BackgroundSmoking induces excessive inflammation which is associated with all the stages of atherosclerosis. Earlier, we reported Nod-like receptor protein 3 (NLRP3) inflammasome activation as a pro-atherosclerotic property of cigarette smoking. In the present study, we aimed to explore the underlying detailed upstream mechanism and the cellular status of putative downstream molecules of cigarette smoke condensate (CSC)-activated NLRP3 inflammasome in atherosclerotic disease. Methods and resultsTHP-1 monocytes, macrophages and foam cells represent crucial stages of atherogenesis as initiation, progression and development. To determine the upstream molecular regulators of smoking-induced NLRP3 inflammasome in atherogenesis, Myeloid differentiation primary response 88/Nuclear Factor kappa-light-chain-enhancer of activated B cells (MyD88/NF-κB) and Suppressor of cytokine signaling 3/Signal transduction and activator of transcription 3 (SOCS3/STAT3) pathways were elucidated. Stage-specific THP-1 cells were treated with MyD88 and SOCS3/STAT3 inhibitors. The results showed that MyD88 inhibition markedly attenuated the expression of NLRP3 markers (NLRP3, caspase-1, Interleukin (IL)-1β and IL-18), IL-6, SOCS3 and NF-κB. Moreover, the secretory levels of pro-cytokines were also significantly reduced in culture media. In contrast, no changes were observed with SOCS3/STAT3 inhibitor. Further, ac-vyad-cmk, an inflammasome inhibitor was used to explore the downstream targets of CSC-activated NLRP3 inflammasome in atherosclerotic process. The transcriptional profiling of 25 atherosclerotic markers was carried out using ExProfile™ Custom Gene qPCR Arrays. CSC exposure upregulated the expression of 17 genes and downregulated 4 genes in a stage-specific manner.

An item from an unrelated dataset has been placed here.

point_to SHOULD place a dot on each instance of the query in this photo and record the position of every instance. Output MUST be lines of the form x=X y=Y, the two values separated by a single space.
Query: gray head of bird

Inhibitory experiments showed aberrant changes in CSC-regulated genes. Altogether, 15 molecules were common in all three stages. ConclusionThe findings may suggest that MyD88/NF-κB pathway is an upstream regulator of NLRP3 inflammasome underlying smoking-induced atherosclerosis. Notably, 15 atherosclerotic molecules associated with endothelial dysfunction, scavenger receptors, cholesterol esterification and matrix-metalloproteins were found downstream to CSC-activated NLRP3 inflammasome.